Integration with Matrix Factorization

The user and item embeddings, once transformed, are integrated into an extended MF model. This integration is optimized jointly for the rating prediction task, ensuring that both the embedding and recommendation models adapt together to maximize performance.

Experimental Validation

HERec was tested on three real-world datasets: Douban Movie, Douban Book, and Yelp. The results demonstrate significant improvements over traditional baselines such as PMF and SoMF, and even state-of-the-art HIN-based methods like SemRec and DSR. The proposed approach shows an amplified impact in cold-start scenarios, outperforming competitors by considerable margins.

Implications

From a practical perspective, HERec offers a robust framework for enhancing recommendation systems by effectively utilizing heterogeneous side information. This becomes particularly beneficial in scenarios with sparse user-item interactions, where traditional methods struggle. Theoretically, this work underscores the importance of task-specific network embedding methods over generic ones.
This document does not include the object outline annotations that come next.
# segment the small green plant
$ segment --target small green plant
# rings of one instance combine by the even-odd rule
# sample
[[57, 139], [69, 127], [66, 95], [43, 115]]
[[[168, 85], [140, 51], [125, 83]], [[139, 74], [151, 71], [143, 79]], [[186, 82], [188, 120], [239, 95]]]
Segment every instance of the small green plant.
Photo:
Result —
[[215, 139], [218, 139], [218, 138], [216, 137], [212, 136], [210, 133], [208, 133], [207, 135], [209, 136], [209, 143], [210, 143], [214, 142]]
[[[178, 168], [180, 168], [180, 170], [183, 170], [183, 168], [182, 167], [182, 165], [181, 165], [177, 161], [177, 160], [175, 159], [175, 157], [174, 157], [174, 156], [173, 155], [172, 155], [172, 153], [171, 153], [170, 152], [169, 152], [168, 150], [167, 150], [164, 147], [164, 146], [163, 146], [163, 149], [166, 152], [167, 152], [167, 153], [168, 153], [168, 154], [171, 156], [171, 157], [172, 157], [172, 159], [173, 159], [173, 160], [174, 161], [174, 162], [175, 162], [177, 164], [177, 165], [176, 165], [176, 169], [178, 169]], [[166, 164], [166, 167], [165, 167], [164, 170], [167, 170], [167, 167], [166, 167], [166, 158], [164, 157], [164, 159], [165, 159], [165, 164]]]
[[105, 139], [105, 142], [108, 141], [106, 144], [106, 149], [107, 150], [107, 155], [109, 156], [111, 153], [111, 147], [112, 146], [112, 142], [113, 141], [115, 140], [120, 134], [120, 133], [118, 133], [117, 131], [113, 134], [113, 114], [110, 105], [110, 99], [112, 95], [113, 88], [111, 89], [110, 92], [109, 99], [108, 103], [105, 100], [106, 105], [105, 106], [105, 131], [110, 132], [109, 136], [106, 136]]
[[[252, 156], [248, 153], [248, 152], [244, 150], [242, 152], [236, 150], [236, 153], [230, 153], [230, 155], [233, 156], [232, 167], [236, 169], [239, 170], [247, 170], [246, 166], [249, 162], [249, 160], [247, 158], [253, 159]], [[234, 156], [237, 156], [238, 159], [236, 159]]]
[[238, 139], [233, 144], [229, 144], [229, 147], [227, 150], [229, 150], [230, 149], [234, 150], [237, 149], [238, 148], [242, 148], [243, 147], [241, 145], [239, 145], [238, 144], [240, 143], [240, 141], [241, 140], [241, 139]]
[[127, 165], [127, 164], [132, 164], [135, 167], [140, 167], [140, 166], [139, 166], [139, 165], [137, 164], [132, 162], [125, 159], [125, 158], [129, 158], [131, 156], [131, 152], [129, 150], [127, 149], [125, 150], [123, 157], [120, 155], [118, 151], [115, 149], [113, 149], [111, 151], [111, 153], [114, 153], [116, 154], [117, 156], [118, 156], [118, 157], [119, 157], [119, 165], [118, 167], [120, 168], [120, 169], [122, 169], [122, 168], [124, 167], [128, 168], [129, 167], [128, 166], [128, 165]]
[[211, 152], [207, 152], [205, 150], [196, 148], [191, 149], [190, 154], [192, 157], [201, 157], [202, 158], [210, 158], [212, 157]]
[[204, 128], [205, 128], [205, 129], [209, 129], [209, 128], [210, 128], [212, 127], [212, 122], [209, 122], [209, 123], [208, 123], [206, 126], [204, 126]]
It also highlights the need for more flexible and expressive fusion mechanisms to capture the nuanced information encoded in HINs.

Future Directions

The potential applications and extensions of HERec are manifold:

  • Deep Learning Methods: Incorporating sophisticated deep learning architectures like convolutional neural networks or autoencoders could further enhance the fusion process.
  • Generalization: Extending the model to accommodate any node types with arbitrary meta-paths could provide a more comprehensive recommendation strategy.
  • Explainability: Enhancing the interpretability of recommendations by leveraging the semantic information encoded in meta-paths could foster greater user trust and engagement.

Conclusion

HERec represents a significant advancement in the field of recommendation systems by integrating heterogeneous information network embeddings in a principled and effective manner. The extensive empirical evidence underscores its efficacy in diverse scenarios, marking a substantial step towards more intelligent and adaptive recommendation models.